Valve just released their 2011 growth data for Steam, and during 2011 the platform grew to offer over 1,800 games to more than 40 million accounts. Year-over-year unit sales increased by more than 100-percent for the seventh straight year, and during the 2011 Holiday Sale, Steam's simultaneous user numbers ballooned to over 5 million players at once.
If you're a storage fan, get this: Steam doubled the amount of content delivered from 2010, to serve over 780 Petabytes (with a P!) of data to gamers around the world. To sustain this demand for bandwidth, the Steam infrastructure more than doubled its service capacity and a new content delivery architecture was deployed to improve user download rates.
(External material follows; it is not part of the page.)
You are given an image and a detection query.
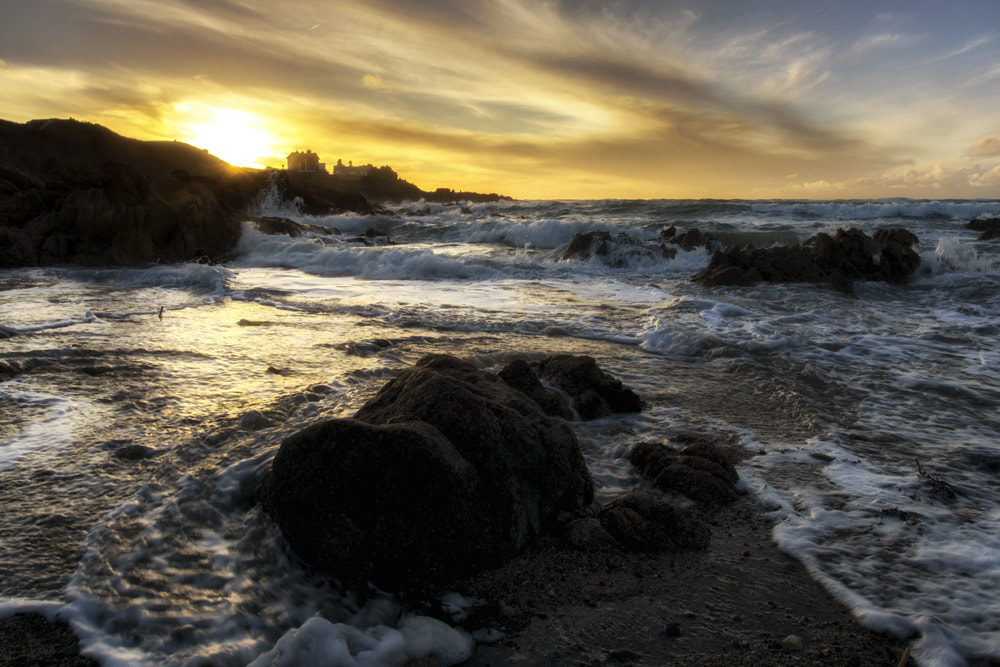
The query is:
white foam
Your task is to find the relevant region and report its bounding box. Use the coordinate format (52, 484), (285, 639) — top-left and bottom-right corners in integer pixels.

Steamworks-powered games hit 14.5 million copies registered in 2011, a 67-percent increase over 2010. Included Steamworks titles were huge sellers like The Elder Scrolls V: Skyrim, Call of Duty: Modern Warfare 3, Deus Ex: Human Revolution, and more. Since Steamworks started over three years ago, it has shipped in over 400 games. Gabe Newell, co-founder, president of Valve and my personal super hero, says:
Steam and Steamworks continues to evolve to keep up with customer and developer demands for new services and content. Support for in-game item trading prompted the exchange of over 19 million items. Support for Free to Play (FTP) games, launched in June, has spurred the launch of 18 FTP titles on Steam, with more coming in 2012. Looking forward, we are preparing for the launch of the Big Picture UI mode, which will allow gamers to experience Steam on large displays and in more rooms of the house.